Encryption experts say true end-to-end encryption - which would mean card data is never exposed in the clear during a POS transaction - does not yet exist. And end-to-end encryption is not mandated by PCI-DSS, notes Troy Leach, chief technology officer of the PCI Security Standards Council.
"Encryption at the point of sale is not required by PCI-DSS, nor is it required that internal transmissions, within a merchant's own network, are encrypted," Leach says. "It only needs to be encrypted when stored within a merchant network and when transmitted over a public network."
But Leach would not comment about how card data may have been exposed in the Target and Neiman Marcus breaches.
In a recent interview with Information Security Media Group, Bob Russo, general manager of the PCI Security Standards Council, noted that the council has no plans to change or update its just issued update to PCI-DSS, which took effect in January. Russo says version 3.0 of PCI-DSS addresses point-of-sale malware risks as well as processor and third-party vulnerabilities. Issuing an update or addendum to the standard would be redundant and unnecessary, he contends.
Gaps with EMV?
Even a shift from magnetic stripe cards to chip cards that are in conformance with the Europay, MasterCard, Visa standard won't eliminate the possibility of data being exposed at the point of sale, contends Al Pascual, a financial fraud expert and analyst with consultancy Javelin Strategy & Research.

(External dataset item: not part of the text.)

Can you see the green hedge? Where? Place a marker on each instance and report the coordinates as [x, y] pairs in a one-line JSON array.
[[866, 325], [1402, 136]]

"While card data is secure on an [encrypted] EMV card, it is transmitted in clear text once it has been accessed by the terminal," Pascual says. "End-to-end encryption would involve encrypting the card data at the terminal, and from there all the way through to the issuer. We don't live in a world with true end-to-end encryption, but P2PE [point-to-point encryption] has become an accepted, though less effective, alternative. It simply refers to encrypting card data between two points, typically from the merchant to the processor."
During Senate hearings held Feb. 3 and Feb. 4, much of the attention revolved around the need for stronger payments technology, such as EMV chip and PIN, and a more uniform breach notification process mandated by the federal government (see Finger-Pointing at Breach Hearing and Target, Neiman Marcus Differ on EMV).
Target's Mulligan testified Feb. 4 that a shift from mag-stripe cards to EMV could reduce card exposure, because data stored on an EMV chip is encrypted, while data stored on a mag-stripe is not.
But it's not just data on cards that must be protected, which is why EMV alone will not prevent card data from being breached at the POS, Leach says (see Chip and PIN Not a Cure-All).
"For point-to-point encryption, the data is encrypted either at swipe or within the secure controller of the device, before transmission into the entity's network and before transmission to the processor," Leach says. "While EMV encrypts elements of EMV data to protect the authentication of the transaction, a very important point is that it does not encrypt the account data - not for transmission to the processor or for storage within a merchant's network. This means the PAN [primary account number] is in clear text."
During the Feb. 4 Senate hearing, Leach testified that only end-to-end encryption would ensure card data is never accessible in the clear. "EMV is only one piece. Additional controls are needed," he said.
Phillip Smith, senior vice president at Trustwave, a cybersecurity and retail breach response firm, testified at the Feb. 5 House hearing that businesses must go beyond PCI to ensure security. "A common misconception is that PCI was designed to be a catch-all for security," Smith said.
Retailers and others need to employ stronger incident response plans, more security for Web applications and gateways to protect networks from malware attacks, zero-day vulnerabilities and data loss, Smith said.